The publication of Jacqueline de Romilly's Histoire et raison
chez Thucydide in 1956 virtually transformed scholarship on
Thucydides. Rather than mining The Peloponnesian War to speculate
on its layers of composition or second-guess its accuracy, it
treated it as a work of art deserving rhetorical and aesthetic
analysis. Ahead of its time in its sophisticated focus upon the
verbal texture of narrative, it proved that a literary approach
offered the most productive and nuanced way to study Thucydides.

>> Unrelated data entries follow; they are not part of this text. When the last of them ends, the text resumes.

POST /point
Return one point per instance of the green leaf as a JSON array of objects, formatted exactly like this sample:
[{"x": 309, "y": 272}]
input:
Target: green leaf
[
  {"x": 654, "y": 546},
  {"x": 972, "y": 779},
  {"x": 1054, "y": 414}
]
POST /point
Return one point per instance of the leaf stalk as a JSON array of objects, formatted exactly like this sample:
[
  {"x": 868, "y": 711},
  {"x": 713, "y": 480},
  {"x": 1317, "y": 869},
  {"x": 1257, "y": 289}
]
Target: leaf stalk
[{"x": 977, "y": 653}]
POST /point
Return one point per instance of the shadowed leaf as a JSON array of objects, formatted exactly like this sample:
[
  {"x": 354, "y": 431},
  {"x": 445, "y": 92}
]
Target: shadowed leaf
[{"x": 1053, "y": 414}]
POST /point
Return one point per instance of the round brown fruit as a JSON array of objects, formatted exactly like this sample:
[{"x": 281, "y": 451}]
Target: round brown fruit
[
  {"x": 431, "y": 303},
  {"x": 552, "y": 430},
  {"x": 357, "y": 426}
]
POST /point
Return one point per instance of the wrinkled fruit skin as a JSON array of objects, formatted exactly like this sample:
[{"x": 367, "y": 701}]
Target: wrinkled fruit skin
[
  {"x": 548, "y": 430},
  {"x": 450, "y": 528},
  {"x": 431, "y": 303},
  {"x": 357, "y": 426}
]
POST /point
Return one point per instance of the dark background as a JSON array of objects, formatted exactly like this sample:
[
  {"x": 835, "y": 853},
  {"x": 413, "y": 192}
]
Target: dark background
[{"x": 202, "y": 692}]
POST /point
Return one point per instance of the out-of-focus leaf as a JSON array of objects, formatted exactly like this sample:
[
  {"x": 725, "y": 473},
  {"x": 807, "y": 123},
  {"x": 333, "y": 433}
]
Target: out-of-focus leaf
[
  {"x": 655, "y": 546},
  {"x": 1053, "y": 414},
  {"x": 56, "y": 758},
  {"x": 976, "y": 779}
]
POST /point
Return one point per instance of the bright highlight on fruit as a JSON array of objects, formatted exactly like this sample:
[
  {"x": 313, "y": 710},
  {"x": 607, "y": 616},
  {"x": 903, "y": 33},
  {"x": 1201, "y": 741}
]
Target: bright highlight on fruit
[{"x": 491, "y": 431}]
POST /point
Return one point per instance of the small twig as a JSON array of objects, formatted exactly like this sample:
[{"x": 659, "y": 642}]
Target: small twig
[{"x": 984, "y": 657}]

Still in print in the original French, the book has influenced
numerous Classicists and historians, and is now available in
English for the first time in a careful translation by Elizabeth
Trapnell Rawlings. The Cornell edition includes an introduction by
Hunter R. Rawlings III and Jeffrey Rusten tracing the context of
this book's original publication and its continuing influence on
the study of Thucydides.
Romilly shows that Thucydides constructs his account of the
Peloponnesian War as a profoundly intellectual experience for
readers who want to discern the patterns underlying historical
events. Employing a commanding logic that exercises total control
over the data of history, Thucydides uses rigorous principles of
selection, suggestive juxtapositions, and artfully opposed speeches
to reveal systematic relationships between plans and outcomes,
impose meaning on the smallest events, and insist on the constant
battle between intellect and chance. Thucydides' mind found in
unity and coherence its ideal of historical truth.